Chess titans in 'Armageddon' battle for world crown
India's world chess champion Viswanathan Anand on Wednesday took the early lead against his Israeli challenger Boris Gelfand in a rapid fire battle of nerves to decide the biggest prize in the sport.
After drawing on Monday the final regular match in their 12-game Moscow series to leave the world championships level, the two grandmasters were forced into the chess equivalent of a football penalty shootout.
Dubbed the 'Battle of the Armageddon' in chess circles, Wednesday's match sees two of the finest players the world has ever seen lock horns in up to 15 thrilling speed chess games to determine the world champion.
Gelfand and Anand drew the first game of the tie-break but the Indian then recorded a nailbiting victory while playing white in the second game amid huge tension at the host venue of the Tretyakov art gallery in Moscow.
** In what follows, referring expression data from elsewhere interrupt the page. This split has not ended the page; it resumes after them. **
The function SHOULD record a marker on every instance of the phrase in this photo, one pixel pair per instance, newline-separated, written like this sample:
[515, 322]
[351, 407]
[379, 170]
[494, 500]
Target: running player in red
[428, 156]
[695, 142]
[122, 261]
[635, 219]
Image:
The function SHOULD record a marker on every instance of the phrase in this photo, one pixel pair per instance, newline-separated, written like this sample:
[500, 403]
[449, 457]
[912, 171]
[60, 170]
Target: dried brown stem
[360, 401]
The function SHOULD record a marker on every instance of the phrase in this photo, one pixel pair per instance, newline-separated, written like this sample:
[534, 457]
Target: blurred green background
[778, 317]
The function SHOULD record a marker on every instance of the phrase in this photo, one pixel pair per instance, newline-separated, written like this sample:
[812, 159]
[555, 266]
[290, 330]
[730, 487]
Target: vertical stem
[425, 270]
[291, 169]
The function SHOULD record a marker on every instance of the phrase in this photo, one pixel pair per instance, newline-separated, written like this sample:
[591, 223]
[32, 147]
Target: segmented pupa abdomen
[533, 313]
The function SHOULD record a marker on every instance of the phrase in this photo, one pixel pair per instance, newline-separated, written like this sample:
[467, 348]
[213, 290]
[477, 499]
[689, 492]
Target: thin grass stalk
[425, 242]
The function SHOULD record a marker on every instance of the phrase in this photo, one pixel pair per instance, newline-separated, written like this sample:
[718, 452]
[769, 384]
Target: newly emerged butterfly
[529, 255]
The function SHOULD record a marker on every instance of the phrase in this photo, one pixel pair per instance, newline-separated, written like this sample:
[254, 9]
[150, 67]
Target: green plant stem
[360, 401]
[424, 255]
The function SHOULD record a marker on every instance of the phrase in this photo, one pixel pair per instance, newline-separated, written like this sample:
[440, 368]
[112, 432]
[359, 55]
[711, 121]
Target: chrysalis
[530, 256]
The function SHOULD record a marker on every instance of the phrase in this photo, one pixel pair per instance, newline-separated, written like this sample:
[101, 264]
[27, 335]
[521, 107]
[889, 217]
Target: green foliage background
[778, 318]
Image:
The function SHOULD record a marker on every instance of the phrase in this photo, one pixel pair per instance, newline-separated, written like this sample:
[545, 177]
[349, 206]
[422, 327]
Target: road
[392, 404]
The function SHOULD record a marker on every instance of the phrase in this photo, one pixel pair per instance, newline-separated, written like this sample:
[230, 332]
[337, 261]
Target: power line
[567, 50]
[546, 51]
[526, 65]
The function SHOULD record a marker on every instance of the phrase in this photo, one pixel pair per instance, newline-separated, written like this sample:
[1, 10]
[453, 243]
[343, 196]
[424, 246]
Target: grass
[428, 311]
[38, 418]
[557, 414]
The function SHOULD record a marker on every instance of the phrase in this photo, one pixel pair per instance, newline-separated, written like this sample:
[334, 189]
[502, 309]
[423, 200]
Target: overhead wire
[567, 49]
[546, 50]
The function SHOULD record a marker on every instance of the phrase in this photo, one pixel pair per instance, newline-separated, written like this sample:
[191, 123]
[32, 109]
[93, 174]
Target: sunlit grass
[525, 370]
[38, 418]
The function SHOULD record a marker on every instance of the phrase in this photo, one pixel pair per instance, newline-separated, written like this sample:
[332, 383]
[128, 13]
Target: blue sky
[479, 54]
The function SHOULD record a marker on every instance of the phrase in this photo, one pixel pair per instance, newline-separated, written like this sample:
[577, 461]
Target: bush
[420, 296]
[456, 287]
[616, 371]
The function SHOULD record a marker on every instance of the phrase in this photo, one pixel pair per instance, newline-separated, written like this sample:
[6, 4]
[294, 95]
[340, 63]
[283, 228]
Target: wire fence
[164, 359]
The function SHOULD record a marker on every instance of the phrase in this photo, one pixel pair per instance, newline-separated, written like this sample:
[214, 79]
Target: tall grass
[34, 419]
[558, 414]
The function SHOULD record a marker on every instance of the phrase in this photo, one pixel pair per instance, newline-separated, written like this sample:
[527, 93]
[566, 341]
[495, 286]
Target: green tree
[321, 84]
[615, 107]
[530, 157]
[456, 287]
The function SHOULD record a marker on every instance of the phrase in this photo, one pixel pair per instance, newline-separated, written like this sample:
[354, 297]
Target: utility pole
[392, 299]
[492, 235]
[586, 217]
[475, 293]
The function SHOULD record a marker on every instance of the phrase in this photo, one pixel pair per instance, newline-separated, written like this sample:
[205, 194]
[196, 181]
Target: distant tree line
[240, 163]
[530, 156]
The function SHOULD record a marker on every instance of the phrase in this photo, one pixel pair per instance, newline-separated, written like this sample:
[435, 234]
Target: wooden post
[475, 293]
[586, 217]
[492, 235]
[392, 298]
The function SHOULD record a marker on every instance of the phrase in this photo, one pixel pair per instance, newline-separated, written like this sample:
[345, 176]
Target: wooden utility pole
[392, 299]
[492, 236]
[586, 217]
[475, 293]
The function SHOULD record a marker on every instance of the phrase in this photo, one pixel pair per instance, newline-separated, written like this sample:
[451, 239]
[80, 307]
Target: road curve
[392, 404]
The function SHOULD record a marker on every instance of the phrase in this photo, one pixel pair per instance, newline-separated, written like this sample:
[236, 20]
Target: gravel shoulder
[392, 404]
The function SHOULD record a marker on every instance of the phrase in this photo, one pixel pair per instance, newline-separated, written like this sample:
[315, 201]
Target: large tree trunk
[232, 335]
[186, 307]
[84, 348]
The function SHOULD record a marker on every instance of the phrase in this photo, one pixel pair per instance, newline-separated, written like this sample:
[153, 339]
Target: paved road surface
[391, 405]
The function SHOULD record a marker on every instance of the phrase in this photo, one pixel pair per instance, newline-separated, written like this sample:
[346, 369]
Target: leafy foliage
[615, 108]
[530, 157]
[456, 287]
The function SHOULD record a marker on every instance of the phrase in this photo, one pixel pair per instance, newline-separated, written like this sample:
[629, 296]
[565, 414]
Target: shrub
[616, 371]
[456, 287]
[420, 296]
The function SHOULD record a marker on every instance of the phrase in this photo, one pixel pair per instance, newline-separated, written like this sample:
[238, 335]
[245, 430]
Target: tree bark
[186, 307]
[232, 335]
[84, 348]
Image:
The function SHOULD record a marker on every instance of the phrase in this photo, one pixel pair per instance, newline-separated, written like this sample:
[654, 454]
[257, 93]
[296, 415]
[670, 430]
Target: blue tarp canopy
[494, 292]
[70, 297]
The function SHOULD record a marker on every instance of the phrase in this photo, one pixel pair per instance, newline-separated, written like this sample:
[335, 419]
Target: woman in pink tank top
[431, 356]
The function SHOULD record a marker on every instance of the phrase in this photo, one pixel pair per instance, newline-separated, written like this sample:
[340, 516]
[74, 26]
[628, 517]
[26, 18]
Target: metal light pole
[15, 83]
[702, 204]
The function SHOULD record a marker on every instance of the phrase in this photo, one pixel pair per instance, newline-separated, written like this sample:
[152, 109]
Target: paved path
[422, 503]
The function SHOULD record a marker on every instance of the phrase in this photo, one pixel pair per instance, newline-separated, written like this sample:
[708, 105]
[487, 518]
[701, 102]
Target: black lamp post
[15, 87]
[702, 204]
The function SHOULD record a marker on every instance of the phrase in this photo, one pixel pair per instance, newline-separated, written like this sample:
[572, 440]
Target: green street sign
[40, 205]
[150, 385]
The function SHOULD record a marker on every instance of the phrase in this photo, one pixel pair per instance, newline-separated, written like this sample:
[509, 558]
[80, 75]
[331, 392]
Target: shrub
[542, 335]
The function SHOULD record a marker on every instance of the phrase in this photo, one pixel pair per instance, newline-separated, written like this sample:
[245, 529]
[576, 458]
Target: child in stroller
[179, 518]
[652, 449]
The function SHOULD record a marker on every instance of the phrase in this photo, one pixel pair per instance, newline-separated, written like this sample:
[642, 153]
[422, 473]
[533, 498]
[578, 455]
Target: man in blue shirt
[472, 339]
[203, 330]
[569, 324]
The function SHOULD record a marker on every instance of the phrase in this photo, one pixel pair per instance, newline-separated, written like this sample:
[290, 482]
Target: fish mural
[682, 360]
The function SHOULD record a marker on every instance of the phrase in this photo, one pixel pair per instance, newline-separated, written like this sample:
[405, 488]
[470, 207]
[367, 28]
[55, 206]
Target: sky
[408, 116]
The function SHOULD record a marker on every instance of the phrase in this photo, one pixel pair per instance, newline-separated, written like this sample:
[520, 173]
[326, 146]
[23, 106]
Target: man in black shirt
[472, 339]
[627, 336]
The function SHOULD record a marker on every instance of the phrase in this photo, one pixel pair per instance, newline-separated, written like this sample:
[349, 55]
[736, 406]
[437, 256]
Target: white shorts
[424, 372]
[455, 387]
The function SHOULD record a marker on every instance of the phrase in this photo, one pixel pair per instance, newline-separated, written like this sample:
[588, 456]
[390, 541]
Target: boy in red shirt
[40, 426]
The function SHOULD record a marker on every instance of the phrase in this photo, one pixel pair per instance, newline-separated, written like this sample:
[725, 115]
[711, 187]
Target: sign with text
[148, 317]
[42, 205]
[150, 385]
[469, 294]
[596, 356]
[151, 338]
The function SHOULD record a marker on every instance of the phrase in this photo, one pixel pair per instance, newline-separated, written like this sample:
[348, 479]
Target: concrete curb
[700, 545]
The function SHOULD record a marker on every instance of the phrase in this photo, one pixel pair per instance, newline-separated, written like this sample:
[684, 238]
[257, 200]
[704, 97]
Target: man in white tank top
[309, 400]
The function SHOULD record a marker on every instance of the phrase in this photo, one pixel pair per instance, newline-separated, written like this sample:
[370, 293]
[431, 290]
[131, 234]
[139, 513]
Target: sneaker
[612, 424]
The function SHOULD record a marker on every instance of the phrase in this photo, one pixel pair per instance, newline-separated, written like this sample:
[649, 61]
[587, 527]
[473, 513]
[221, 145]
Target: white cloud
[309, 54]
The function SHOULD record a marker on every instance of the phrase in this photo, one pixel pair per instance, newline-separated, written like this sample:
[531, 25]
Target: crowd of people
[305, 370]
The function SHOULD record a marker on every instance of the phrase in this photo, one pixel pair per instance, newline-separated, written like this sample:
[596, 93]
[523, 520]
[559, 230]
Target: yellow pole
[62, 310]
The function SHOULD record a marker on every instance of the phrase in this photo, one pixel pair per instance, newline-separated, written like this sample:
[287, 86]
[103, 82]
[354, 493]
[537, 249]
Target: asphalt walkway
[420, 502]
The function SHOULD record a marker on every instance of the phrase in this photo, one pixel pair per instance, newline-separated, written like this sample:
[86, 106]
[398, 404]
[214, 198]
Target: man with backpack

The Israeli was in all sorts of trouble at the start of game one despite playing first with the white pieces but pulled himself out of jail with a series of brilliant moves.
Game two initially appeared to have a similar pattern, as Gelfand used all his defensive resources to repel a series of attacks by the Indian champion.
But with the game apparently heading to a draw in the endgame, Gelfand ceded control of the board with a poorly judged move as massive pressure from his rapidly elapsing time allowance took its toll.
After a series of rapid exchanges and the position hopeless, Gelfand resigned. He must now win one of Monday's next two matches to stop the Indian retaining the title.
With the players knowing one mistake could cost the championships, the match was marked by the almost unbearable tension of past great clashes like the epic world title match between Garry Kasparov and Anatoly Karpov in 1984-85.
Anand, dressed in his usual blue shirt, sat rooted to his chair as the more expressive Gelfand ran his hands through his hair and took long walks away from the board to think out his positions.
As tension mounted, Gelfand indulged in his favourite stress-busting habit of repeatedly rotating one of the taken bishop pieces in his right hand.
Wednesday's series will initially feature four short 25-minute speed chess games. If this produces no winner then up to 10 more "blitz" 5-minute games can be played with even shorter time restrictions of just five minutes each.
If the scores are still equal after all that, the match would go to a sudden death single game 'golden goal' decider in which black would get four minutes and white five.
In a final game whose tension would be almost unbearable for the players, black would be declared winner in case of a draw because of the shorter time in which it can make moves.
The two masters have displayed titanic control of the board in the 12-game series this month. But with just one win apiece, it lacked the lightning strikes featured in some of the classic encounters of the past.
However the thrilling tie-break is already worthy of a tournament whose history includes the historic 1972 clash in Reykjavik at the height of the Cold War between Bobby Fischer of the US and Soviet great Boris Spassky.